Albemarle Street is a street in Mayfair in central London, off Piccadilly. It has historic associations with Lord Byron, whose publisher John Murray was based here, and Oscar Wilde, a member of the Albemarle Club, where an insult he received led to his suing for libel and to his eventual imprisonment. It is also known for its art galleries and the Brown's Hotel is located at 33 Albemarle Street.
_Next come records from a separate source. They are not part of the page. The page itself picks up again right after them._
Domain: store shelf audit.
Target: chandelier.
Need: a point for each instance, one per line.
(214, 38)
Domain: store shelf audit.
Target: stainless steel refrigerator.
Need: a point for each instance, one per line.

Albemarle Street was built by a syndicate of developers headed by Sir Thomas Bond. The syndicate purchased a Piccadilly mansion called Clarendon House from Christopher Monck, 2nd Duke of Albemarle in 1684, which had fallen into ruin due to neglect caused by the dissolute duke's spendthrift ways. It was sold for £20,000, a fifth less than the duke had paid for it only nine years previously despite the land values in the area increasing in the intervening period. The house was demolished and the syndicate proceeded develop the area. At that time the house backed onto open fields and the development of the various estates in Mayfair was just getting underway. The syndicate also built Old Bond Street, Dover Street and Stafford Street.

Albemarle Street was the first one-way street created for the purpose of better traffic flow in London. The decision was taken after a series of lectures by Humphry Davy at the Royal Institution caused long traffic jams in the capital because of the horrendous queues formed by horsedrawn carriages bringing in the eager audience. Albemarle Street was made a one-way street to avoid further incidents of such congestion.

Robert Harley, 1st Earl of Oxford and Earl Mortimer (1661–1724), a leading minister of Queen Anne, had a house in Albemarle Street where he died in 1724.